Blogger Ariel Meadow Stallings writes at the blog Electrolicious that she can relate to Gould's experiences: "Is it sad that so much of a fragile ego can be built on comments from strangers on the Internet? Probably, but I dare you to ignore dozens (or hundreds!) of people telling you every day how awesome or awful you are." (Via Scribbling.net)
Stallings writes about having similar experiences to Gould's. Apparently Stallings, like Gould, is a Web celebrity. I never heard of either of them before reading their work this week. Indeed, I barely know what Gawker.com is. But that's part of the phenomenon of Web celebrity. Previously, the phenomenon of localized celebrity was available mostly to local TV personalities, radio DJs and newspaper columnists; now, blogging lets a great many people experience that kind of intense, but microcosmic, celebrity.
The increasing popularity of social media means we all face the choices that Gould faced. Social media allow us to easily share our lives with a worldwide audience -- sometimes against our will, as happened to Ghyslain, an awkward 15-year-old who recorded a video of himself pretending to play with a light-saber, and reaped worldwide ridicule as the Star Wars Kid.
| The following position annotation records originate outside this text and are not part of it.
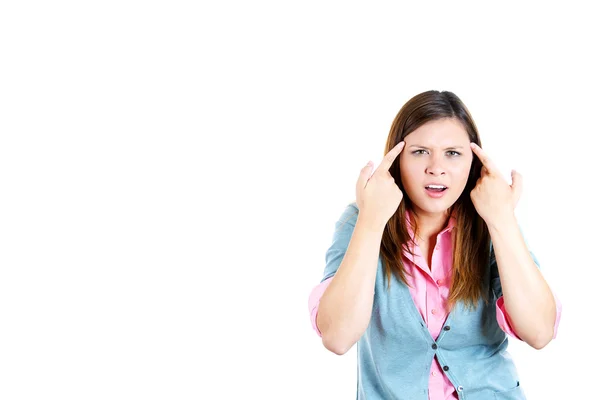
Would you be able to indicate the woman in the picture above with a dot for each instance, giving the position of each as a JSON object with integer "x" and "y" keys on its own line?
{"x": 428, "y": 271}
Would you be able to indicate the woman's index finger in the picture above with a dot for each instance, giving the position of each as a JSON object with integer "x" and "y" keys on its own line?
{"x": 389, "y": 158}
{"x": 485, "y": 159}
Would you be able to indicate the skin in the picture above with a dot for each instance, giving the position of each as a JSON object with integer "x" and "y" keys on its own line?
{"x": 440, "y": 151}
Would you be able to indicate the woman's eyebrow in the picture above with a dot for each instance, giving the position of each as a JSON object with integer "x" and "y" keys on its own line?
{"x": 427, "y": 148}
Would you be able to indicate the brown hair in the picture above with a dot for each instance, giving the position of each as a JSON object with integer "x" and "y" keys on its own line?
{"x": 470, "y": 236}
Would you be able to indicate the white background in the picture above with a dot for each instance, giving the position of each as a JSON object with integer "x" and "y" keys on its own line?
{"x": 171, "y": 172}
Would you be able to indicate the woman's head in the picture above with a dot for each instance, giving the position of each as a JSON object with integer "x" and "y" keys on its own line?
{"x": 437, "y": 129}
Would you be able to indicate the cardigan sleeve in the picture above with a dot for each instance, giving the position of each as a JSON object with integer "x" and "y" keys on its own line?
{"x": 334, "y": 255}
{"x": 501, "y": 313}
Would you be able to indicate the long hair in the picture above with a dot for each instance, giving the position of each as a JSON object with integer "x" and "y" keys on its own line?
{"x": 470, "y": 236}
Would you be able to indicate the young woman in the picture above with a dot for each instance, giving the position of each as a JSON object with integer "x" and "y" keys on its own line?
{"x": 428, "y": 271}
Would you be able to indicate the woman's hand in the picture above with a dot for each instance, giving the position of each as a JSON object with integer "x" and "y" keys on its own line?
{"x": 378, "y": 196}
{"x": 493, "y": 198}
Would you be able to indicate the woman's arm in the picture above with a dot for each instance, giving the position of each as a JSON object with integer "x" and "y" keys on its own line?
{"x": 345, "y": 307}
{"x": 528, "y": 300}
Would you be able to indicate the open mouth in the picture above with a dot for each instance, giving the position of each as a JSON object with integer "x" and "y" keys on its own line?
{"x": 436, "y": 188}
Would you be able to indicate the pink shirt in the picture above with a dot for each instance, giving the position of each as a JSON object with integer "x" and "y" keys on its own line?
{"x": 429, "y": 289}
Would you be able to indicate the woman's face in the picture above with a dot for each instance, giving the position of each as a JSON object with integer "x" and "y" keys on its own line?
{"x": 437, "y": 153}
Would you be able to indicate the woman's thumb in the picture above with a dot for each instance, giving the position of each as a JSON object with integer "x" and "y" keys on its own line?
{"x": 365, "y": 174}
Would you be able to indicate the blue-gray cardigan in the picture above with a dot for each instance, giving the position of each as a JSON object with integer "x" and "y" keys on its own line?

And here's where this all becomes relevant for the InformationWeek community: The teens that boyd studies are fast becoming adults. The youngest people in the corporate workplace today -- people in their early 20s -- grew up in the culture of micro-celebrity. They're a tiny minority now, a disenfranchised bunch in entry-level jobs. But every year there will be more of them, and they will become more influential, and there will be fewer of us who grew up in that quaint, old-fashioned world where there was a stout firewall between our private and public lives.
Jason Warner writes on the blog Brazen Careerist about people who post offensive content about themselves on social networks, and what happens to them when they go looking for jobs. He doesn't think it's a big deal if job applicants post information on their social media sites that put them in a bad light. He doesn't think employers should care, either.